Several academic studies have been conducted with experienced meditators that show the health and other benefits of meditation practice. Any such benefits of meditation, which stand up to careful scientific scrutiny, can probably be explained by and reproduced with the Biocybernaut Process because of the close similarity of alpha brain wave enhancement training and meditation.
Both the Biocybernaut Training Process and meditation encourage higher cortical activities to control the autonomic nervous system response. Both are founded on understanding how changes in the body are brought about, and both realize that the mind and body are intimately interconnected. People who have trained to mastery either of these processes experiences significant reductions in stress and increased psychological maturity.
Both processes create the understanding and sense that peace, tranquility, and calmness come from within. Both processes lead to another complete level of consciousness, in which awareness is systematically expanded or increased under one’s direct control. There is a continuous stream of awareness that is one-pointed; the mind does not wander or shift around to different topics. However, in this one-pointedness of concentration, we find major differences between meditation and the Biocybernaut Training Process. In meditation, the subject of attention and concentration is not reliably related to one’s mental state or consciousness. The reason is that the mind tends to wander. If a meditator tries to attend to his breath or his thoughts, his mind will surely wander off, repeatedly, and it may be some minutes or more before the would-be meditator catches on to this distraction and brings his attention back on track.
Biocybernaut trainee:
A person in the Biocybernaut training has a huge advantage over the meditator: the feedback signals. By listening to the feedback tones and viewing the scores in a dark and soundproof chamber, the Biocybernaut trainee has those tones and scores as the subject of attention and concentration. They are reliably related to one’s mental state of one’s consciousness. It is tough to ignore the feedback tones, which are made as loud as is comfortable because the soundproof chamber excludes all other potentially distracting sounds. Hence, there is nothing to attend to except those feedback tones. The meditator’s subject of attention and concentration is NOT reliably related to his or her mental state or consciousness. Conversely, the Biocybernaut trainee’s subject of attention and concentration is HIGHLY reliably related to his or her mental state or consciousness. This basic difference favors the Biocybernaut trainee over the meditator. It helps explain why 7 days of the Biocybernaut Alpha One training produce brain wave changes comparable to those seen in advanced Zen meditators with 21-40 years of daily practice. Technology speeds things up!
Some meditation methods instruct by directing the student’s attention to a mantra, a word or phrase repeated endlessly. Alternatively, attention may be directed to the breath, to the sensory impressions, or one’s thoughts without judgment or emotion, without connotation or emotionalizing. As Eckhart Tolle, author of ‘The Power of Now’ explains about meditation,
‘More and more, you realize that you are not your thoughts because they come and go. They’re all conditioned; they’re all just the contents of your mind.

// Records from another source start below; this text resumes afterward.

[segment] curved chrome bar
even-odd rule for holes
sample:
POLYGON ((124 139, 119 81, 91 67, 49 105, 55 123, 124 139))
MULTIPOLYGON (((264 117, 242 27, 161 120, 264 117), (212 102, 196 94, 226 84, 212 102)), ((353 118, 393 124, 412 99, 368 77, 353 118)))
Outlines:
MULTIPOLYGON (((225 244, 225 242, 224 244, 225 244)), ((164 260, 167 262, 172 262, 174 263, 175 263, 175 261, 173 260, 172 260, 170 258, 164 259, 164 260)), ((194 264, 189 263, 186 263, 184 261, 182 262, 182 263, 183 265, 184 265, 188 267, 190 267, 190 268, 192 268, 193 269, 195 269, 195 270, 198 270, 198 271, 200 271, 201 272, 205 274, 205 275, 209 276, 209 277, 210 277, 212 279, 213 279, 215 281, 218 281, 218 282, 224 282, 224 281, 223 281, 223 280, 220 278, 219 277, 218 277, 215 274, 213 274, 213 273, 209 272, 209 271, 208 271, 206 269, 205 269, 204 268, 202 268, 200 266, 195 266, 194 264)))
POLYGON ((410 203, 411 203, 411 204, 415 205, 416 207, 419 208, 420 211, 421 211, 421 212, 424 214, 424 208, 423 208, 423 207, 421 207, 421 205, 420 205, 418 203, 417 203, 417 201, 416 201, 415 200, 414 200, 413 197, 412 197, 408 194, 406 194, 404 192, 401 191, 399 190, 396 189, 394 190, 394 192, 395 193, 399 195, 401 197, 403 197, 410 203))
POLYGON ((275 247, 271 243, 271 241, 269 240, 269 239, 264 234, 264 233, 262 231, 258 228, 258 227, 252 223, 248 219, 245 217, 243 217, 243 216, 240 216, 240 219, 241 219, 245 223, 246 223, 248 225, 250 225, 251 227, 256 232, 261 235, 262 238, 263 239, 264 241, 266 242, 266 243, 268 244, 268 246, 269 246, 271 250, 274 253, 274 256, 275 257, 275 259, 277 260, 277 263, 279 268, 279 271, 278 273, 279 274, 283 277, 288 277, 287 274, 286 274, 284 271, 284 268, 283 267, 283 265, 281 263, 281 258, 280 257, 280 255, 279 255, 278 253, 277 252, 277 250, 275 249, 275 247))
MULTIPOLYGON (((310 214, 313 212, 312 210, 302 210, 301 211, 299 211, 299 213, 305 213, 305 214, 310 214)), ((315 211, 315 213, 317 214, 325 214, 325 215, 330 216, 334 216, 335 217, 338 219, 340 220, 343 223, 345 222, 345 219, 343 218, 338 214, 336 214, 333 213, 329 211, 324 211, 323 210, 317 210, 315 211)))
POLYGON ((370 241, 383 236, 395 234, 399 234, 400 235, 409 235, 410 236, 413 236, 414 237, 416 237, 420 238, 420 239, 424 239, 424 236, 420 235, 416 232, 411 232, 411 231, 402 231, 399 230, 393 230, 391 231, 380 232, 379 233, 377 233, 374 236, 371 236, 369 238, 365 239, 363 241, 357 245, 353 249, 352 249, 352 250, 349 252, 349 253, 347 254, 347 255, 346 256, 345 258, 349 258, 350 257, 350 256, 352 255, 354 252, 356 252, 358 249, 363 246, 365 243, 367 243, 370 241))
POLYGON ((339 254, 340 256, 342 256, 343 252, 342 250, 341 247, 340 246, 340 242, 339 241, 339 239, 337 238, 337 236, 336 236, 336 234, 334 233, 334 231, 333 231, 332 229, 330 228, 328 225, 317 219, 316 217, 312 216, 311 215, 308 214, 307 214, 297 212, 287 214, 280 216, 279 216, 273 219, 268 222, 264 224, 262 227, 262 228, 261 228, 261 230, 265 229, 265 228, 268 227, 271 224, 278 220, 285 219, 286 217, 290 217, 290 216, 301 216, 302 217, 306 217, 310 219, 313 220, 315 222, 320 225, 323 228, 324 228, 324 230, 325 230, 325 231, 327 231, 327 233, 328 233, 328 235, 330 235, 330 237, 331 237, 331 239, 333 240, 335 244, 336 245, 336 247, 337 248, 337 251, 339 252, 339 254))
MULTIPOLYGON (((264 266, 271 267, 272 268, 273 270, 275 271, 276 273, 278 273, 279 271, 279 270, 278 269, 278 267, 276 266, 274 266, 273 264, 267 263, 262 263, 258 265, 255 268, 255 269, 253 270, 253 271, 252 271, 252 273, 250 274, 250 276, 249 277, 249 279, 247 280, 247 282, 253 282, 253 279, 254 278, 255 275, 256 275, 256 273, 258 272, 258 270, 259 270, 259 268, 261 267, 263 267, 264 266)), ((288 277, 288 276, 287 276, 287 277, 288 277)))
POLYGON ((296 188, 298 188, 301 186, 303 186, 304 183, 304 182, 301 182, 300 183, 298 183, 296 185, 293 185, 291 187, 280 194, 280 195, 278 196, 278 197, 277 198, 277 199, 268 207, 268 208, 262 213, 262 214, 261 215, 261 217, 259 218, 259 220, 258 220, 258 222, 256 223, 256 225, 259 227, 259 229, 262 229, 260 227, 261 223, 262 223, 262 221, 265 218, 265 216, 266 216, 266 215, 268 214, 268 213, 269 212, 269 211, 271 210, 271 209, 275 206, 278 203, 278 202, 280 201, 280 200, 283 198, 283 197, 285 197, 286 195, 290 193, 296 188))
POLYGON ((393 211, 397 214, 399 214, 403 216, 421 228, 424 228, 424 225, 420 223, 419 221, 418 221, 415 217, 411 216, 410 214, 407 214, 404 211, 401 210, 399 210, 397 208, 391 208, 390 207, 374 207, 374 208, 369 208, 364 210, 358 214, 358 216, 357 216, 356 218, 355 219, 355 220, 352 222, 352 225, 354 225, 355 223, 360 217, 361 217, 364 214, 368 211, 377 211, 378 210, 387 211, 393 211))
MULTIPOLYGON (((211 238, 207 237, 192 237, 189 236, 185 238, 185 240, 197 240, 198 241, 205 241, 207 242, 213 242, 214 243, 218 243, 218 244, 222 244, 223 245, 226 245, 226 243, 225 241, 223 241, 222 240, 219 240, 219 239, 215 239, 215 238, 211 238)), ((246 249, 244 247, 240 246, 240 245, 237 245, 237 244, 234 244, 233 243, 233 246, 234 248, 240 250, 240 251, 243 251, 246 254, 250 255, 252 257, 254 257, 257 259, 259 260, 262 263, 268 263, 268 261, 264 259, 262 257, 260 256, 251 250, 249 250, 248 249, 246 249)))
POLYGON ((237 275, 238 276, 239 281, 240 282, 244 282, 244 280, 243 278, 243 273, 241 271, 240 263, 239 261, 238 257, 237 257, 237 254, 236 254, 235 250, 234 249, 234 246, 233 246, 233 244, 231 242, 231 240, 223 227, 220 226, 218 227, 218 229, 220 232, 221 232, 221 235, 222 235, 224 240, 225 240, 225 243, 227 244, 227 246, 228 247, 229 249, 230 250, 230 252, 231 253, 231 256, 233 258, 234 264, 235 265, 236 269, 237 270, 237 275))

Instead of deriving a sense of self from those contents, you realize that you can observe the contents. A deeper sense of self arises then; that is the aware presence, and it feels very spacious and peaceful, no matter what happens in your mind.’
All meditation methods can be useful, but they are difficult for most people to master. Mastery in meditation is usually a prolonged process, requiring long periods of constant mental attention, and the process offers very little internal feedback about how well one is doing. This lack of internal feedback in meditation is especially problematic in the important early stages of learning when most of what the beginner is doing is wrong, and feedback is vitally important.